President of Columbia University and a law professor, Lee C. Bollinger, will deliver the inaugural Assembly Series lecture at Washington University. Bollinger’s talk, “The Foundations of the Principle of Academic Freedom,” is the first of 14 lectures to be featured this fall. Bollinger’s talk is also the School of Law’s Sesquicentennial Lecture. His lecture will take place at 11 a.m. on Wednesday, September 10 in Graham Chapel, located just north of Mallinckrodt Center (6445 Forsyth Blvd.) on the Washington University campus. Assembly Series lectures are free and open to the public.

Lee C. Bollinger

Bollinger is a graduate of the University of Oregon and Columbia University Law School. He served as a law clerk for Judge Wilfred Feinberg on the United States Court of Appeals for the second circuit and also for Chief Justice Warren Burger on the United States Supreme Court. His teaching career began at the University of Michigan Law School in 1973, and he became the dean of the school in 1987. He joined Dartmouth College as provost and was also appointed a professor of government in 1994. In November 1996, Bollinger was named the twelfth president of the University of Michigan. In June 2002, Bollinger became the nineteenth president of Columbia University.

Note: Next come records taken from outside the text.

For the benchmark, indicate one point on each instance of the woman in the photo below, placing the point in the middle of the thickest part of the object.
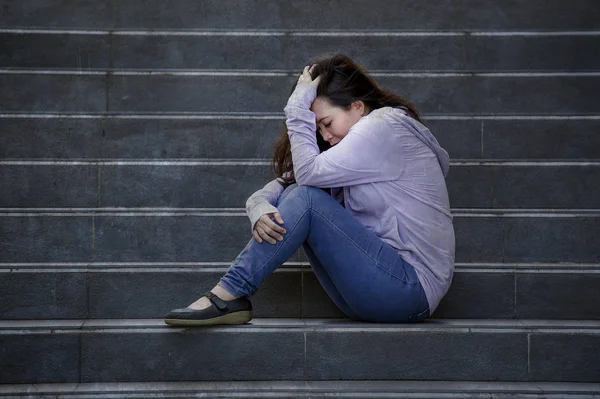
(381, 241)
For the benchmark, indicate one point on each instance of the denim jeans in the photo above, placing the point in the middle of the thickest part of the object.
(365, 277)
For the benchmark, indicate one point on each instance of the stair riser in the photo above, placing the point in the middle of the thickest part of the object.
(285, 293)
(437, 53)
(264, 14)
(251, 138)
(506, 95)
(280, 354)
(225, 186)
(220, 238)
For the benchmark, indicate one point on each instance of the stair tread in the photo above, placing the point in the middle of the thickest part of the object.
(357, 386)
(459, 325)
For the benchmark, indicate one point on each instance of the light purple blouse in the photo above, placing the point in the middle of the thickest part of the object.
(388, 172)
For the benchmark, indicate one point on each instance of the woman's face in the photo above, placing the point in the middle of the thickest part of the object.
(333, 122)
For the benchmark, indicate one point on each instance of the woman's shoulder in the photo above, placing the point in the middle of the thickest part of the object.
(385, 120)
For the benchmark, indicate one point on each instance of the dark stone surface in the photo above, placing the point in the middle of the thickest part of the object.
(531, 53)
(565, 357)
(541, 139)
(441, 94)
(247, 138)
(54, 14)
(286, 52)
(43, 295)
(39, 358)
(556, 239)
(558, 296)
(203, 138)
(478, 239)
(50, 138)
(46, 239)
(470, 186)
(164, 93)
(169, 239)
(185, 186)
(315, 301)
(49, 186)
(138, 295)
(192, 355)
(81, 52)
(438, 53)
(416, 355)
(460, 138)
(52, 93)
(573, 187)
(476, 295)
(260, 14)
(220, 238)
(313, 14)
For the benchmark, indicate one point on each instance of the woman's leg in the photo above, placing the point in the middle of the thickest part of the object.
(327, 284)
(369, 274)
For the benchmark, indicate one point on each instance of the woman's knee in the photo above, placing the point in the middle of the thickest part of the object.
(309, 195)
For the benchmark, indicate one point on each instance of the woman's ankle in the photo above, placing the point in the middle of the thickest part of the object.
(222, 293)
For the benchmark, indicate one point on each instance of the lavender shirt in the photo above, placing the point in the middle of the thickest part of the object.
(388, 172)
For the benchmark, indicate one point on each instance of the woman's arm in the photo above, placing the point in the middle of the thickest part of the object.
(363, 156)
(263, 201)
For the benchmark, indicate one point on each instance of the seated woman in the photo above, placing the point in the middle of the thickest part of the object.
(369, 205)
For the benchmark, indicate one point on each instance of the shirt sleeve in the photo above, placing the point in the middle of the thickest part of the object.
(263, 201)
(363, 156)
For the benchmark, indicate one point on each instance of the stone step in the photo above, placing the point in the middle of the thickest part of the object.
(303, 14)
(149, 290)
(265, 50)
(234, 136)
(291, 350)
(217, 235)
(228, 183)
(36, 90)
(306, 389)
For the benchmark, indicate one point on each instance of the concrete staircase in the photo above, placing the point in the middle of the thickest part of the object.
(131, 134)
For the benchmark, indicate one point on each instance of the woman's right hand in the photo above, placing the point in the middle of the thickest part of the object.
(266, 229)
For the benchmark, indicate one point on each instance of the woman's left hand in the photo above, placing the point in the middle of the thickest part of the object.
(306, 77)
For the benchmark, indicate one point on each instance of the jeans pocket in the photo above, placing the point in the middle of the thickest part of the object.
(419, 316)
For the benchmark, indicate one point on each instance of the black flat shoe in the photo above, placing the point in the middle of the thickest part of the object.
(237, 311)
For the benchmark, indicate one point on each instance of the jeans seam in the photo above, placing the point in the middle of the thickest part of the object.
(365, 252)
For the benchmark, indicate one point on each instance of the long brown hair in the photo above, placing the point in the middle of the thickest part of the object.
(343, 82)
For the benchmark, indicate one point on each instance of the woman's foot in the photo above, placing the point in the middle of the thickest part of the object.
(211, 309)
(203, 302)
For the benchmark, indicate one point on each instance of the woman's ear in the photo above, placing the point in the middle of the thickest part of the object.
(360, 107)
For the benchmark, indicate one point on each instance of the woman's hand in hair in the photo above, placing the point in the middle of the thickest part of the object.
(306, 77)
(266, 229)
(304, 93)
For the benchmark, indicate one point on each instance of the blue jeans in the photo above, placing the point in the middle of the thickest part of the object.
(365, 277)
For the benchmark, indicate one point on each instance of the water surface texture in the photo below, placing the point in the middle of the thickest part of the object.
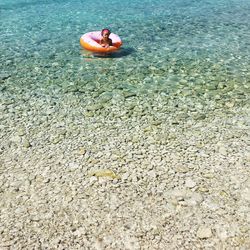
(165, 42)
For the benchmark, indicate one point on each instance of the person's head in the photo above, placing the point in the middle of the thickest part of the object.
(105, 32)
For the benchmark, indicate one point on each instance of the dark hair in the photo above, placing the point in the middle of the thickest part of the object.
(105, 30)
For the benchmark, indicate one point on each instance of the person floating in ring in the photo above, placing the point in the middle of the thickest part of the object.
(106, 41)
(102, 41)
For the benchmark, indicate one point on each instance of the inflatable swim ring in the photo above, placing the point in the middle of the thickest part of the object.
(90, 41)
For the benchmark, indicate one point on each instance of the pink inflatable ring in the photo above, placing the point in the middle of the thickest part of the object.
(91, 41)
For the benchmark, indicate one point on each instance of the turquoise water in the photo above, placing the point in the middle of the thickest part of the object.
(168, 45)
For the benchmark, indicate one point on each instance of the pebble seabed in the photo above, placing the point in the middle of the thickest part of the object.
(94, 165)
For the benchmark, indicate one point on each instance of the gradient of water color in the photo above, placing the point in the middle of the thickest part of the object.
(165, 43)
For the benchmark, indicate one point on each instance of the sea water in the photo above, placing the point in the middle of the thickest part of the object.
(168, 46)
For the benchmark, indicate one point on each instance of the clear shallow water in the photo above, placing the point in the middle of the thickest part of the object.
(168, 45)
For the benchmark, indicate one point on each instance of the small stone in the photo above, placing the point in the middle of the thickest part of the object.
(182, 169)
(189, 183)
(21, 131)
(204, 232)
(245, 194)
(82, 151)
(222, 150)
(26, 143)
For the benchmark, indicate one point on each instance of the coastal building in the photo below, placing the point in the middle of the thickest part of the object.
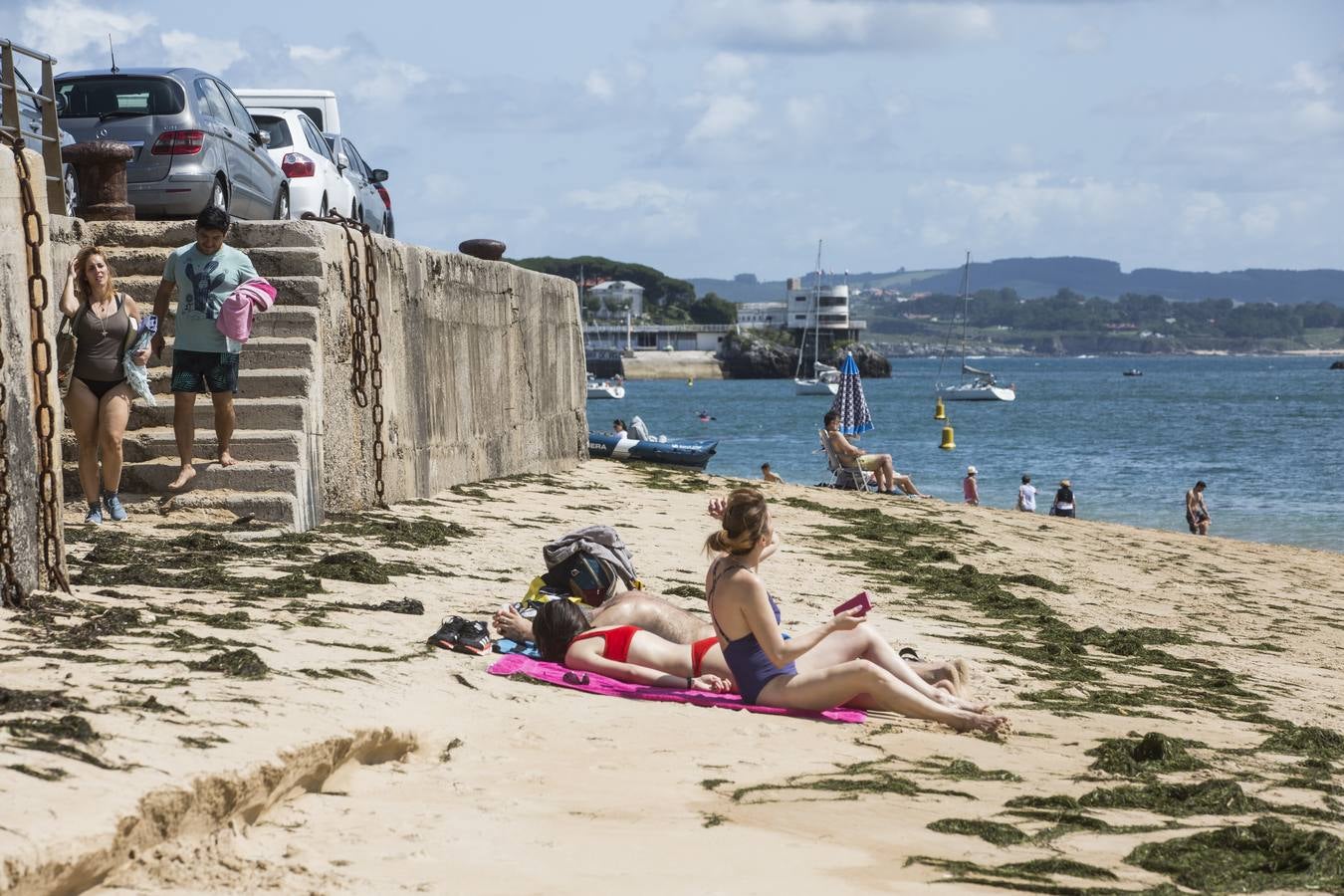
(617, 297)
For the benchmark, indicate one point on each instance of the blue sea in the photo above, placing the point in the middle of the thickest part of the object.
(1265, 433)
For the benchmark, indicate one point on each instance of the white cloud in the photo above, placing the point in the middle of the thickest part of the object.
(320, 55)
(211, 54)
(722, 117)
(1086, 39)
(1259, 222)
(835, 26)
(598, 87)
(76, 33)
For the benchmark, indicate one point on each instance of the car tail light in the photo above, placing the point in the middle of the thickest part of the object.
(179, 142)
(298, 165)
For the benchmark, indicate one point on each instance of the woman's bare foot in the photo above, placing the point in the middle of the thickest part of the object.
(510, 623)
(185, 474)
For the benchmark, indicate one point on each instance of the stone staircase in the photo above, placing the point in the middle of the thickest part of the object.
(276, 439)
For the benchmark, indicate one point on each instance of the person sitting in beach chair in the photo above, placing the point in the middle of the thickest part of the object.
(628, 653)
(816, 669)
(876, 464)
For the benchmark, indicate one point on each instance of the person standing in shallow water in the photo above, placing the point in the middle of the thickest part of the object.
(203, 360)
(1197, 514)
(970, 488)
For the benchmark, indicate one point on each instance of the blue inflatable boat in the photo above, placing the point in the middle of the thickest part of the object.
(694, 453)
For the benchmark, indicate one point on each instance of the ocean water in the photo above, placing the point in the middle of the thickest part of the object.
(1265, 433)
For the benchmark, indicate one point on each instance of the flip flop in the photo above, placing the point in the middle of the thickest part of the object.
(446, 634)
(472, 637)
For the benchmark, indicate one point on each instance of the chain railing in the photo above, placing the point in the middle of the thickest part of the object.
(45, 414)
(365, 340)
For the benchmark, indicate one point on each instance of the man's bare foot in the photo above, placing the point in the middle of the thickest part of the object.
(510, 623)
(185, 474)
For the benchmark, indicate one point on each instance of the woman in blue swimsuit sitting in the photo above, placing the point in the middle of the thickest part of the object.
(816, 669)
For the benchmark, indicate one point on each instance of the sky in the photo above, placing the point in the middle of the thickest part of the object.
(714, 137)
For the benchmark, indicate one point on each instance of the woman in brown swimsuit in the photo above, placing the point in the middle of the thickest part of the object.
(99, 402)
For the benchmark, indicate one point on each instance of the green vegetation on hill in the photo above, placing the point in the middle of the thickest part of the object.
(665, 299)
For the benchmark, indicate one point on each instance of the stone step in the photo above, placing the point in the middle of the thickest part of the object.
(289, 291)
(158, 442)
(303, 261)
(168, 235)
(252, 414)
(268, 352)
(276, 381)
(281, 320)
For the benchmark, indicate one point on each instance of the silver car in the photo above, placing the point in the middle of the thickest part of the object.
(195, 144)
(368, 207)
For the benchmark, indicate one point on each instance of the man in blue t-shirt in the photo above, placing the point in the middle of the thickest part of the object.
(203, 273)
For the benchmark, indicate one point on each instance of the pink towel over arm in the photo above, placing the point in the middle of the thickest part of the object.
(235, 315)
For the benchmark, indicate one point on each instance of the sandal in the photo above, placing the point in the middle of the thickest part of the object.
(472, 637)
(446, 634)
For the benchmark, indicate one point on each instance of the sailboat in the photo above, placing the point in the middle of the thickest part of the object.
(825, 379)
(983, 387)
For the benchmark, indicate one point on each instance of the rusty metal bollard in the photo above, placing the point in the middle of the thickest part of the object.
(101, 168)
(491, 250)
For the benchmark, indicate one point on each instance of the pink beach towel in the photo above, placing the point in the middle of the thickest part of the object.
(235, 315)
(556, 675)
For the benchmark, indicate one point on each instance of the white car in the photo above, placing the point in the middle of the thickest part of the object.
(316, 183)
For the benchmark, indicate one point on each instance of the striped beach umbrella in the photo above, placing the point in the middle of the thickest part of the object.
(849, 402)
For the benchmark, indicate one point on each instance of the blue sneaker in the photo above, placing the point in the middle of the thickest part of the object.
(113, 504)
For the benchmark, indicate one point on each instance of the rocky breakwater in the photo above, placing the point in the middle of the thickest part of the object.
(750, 356)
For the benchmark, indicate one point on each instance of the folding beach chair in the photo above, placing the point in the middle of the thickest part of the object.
(844, 472)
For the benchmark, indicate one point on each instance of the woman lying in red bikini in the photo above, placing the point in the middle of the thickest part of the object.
(625, 653)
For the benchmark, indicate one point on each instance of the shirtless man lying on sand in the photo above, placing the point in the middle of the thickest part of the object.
(674, 623)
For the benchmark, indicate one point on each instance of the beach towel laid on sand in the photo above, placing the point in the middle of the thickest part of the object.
(593, 683)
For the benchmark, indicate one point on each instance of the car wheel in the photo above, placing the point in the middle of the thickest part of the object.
(219, 195)
(72, 184)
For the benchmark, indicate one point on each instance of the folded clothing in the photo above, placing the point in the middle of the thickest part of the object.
(593, 683)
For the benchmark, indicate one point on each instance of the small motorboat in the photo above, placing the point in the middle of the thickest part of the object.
(694, 453)
(605, 388)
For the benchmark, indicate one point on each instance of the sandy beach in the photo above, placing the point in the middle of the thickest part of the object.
(180, 726)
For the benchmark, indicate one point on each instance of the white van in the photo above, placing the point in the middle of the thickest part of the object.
(319, 105)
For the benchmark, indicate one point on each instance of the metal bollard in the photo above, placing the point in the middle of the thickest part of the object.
(490, 250)
(101, 168)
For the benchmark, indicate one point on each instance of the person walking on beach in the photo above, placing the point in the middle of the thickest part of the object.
(203, 274)
(970, 488)
(812, 669)
(1197, 514)
(99, 399)
(1027, 495)
(1063, 504)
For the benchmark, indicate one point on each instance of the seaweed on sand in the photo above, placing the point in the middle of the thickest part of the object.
(1132, 757)
(1266, 854)
(235, 664)
(991, 831)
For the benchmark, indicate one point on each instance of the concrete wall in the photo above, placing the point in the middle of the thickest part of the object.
(16, 341)
(483, 373)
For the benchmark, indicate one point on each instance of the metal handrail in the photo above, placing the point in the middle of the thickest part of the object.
(12, 122)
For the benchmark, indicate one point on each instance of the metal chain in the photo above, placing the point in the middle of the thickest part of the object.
(45, 415)
(365, 368)
(375, 349)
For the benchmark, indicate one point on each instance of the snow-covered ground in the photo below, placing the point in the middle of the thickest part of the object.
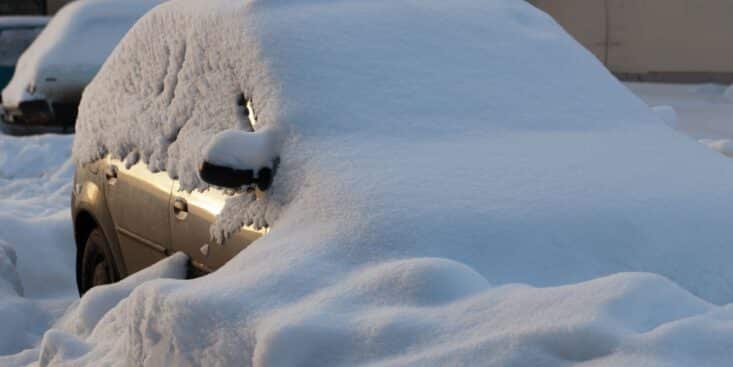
(622, 319)
(703, 111)
(36, 245)
(540, 220)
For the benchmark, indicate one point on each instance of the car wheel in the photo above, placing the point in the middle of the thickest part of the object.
(97, 267)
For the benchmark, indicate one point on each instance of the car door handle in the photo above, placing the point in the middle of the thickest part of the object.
(180, 208)
(111, 174)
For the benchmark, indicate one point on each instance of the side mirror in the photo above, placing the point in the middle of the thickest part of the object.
(237, 158)
(233, 178)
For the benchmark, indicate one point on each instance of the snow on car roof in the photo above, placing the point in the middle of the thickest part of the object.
(12, 21)
(430, 152)
(71, 48)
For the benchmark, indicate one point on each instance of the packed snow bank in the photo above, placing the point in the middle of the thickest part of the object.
(70, 50)
(36, 244)
(65, 339)
(430, 151)
(704, 111)
(724, 146)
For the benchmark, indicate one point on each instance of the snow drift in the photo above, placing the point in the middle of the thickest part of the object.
(433, 155)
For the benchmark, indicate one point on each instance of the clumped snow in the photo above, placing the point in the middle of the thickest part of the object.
(460, 184)
(243, 150)
(36, 246)
(71, 49)
(705, 111)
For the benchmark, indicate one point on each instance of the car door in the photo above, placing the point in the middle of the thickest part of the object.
(191, 216)
(139, 202)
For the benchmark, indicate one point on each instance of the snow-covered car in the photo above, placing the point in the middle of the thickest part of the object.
(456, 183)
(44, 92)
(16, 34)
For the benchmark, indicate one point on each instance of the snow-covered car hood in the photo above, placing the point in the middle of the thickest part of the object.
(431, 150)
(66, 55)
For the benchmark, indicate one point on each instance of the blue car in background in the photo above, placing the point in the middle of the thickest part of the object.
(16, 34)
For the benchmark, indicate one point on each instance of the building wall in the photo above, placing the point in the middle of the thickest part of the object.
(31, 7)
(676, 40)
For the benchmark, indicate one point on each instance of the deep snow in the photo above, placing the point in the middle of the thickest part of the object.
(704, 112)
(539, 220)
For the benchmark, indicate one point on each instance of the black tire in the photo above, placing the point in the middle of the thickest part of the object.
(97, 263)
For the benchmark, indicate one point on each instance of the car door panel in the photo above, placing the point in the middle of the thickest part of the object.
(139, 201)
(190, 232)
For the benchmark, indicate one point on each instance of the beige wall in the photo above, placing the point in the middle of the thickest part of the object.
(691, 37)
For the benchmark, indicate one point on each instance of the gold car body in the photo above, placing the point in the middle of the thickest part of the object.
(146, 217)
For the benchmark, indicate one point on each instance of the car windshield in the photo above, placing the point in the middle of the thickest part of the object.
(14, 40)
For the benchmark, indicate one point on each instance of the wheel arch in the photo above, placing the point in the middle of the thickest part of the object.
(84, 224)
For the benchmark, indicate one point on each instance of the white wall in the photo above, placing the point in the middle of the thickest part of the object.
(652, 36)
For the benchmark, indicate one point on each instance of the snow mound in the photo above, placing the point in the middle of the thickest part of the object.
(667, 114)
(36, 245)
(432, 154)
(724, 146)
(728, 93)
(69, 51)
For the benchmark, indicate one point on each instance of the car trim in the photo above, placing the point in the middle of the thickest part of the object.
(142, 240)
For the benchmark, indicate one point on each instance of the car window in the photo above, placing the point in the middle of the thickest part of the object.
(13, 41)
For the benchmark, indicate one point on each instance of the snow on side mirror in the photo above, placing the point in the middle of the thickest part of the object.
(237, 158)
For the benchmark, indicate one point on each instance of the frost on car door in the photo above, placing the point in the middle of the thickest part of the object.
(138, 201)
(191, 218)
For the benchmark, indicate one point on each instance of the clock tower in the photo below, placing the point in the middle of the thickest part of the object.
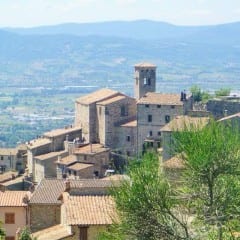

Bollinger focuses primarily on free speech and First Amendment issues. He has published numerous articles, essays, reviews and books. His contributions to First Amendment writings include three highly acclaimed books – Eternally Vigilant: Free Speech in the Modern Era (2001), Images of a Free Press (1991), and The Tolerant Society: Freedom of Speech and Extremist Speech in America (1986). A defendant of affirmative action in higher education, he was the respondent in the recent Supreme Court cases, Grutter v. Bollinger and Gratz v. Bollinger.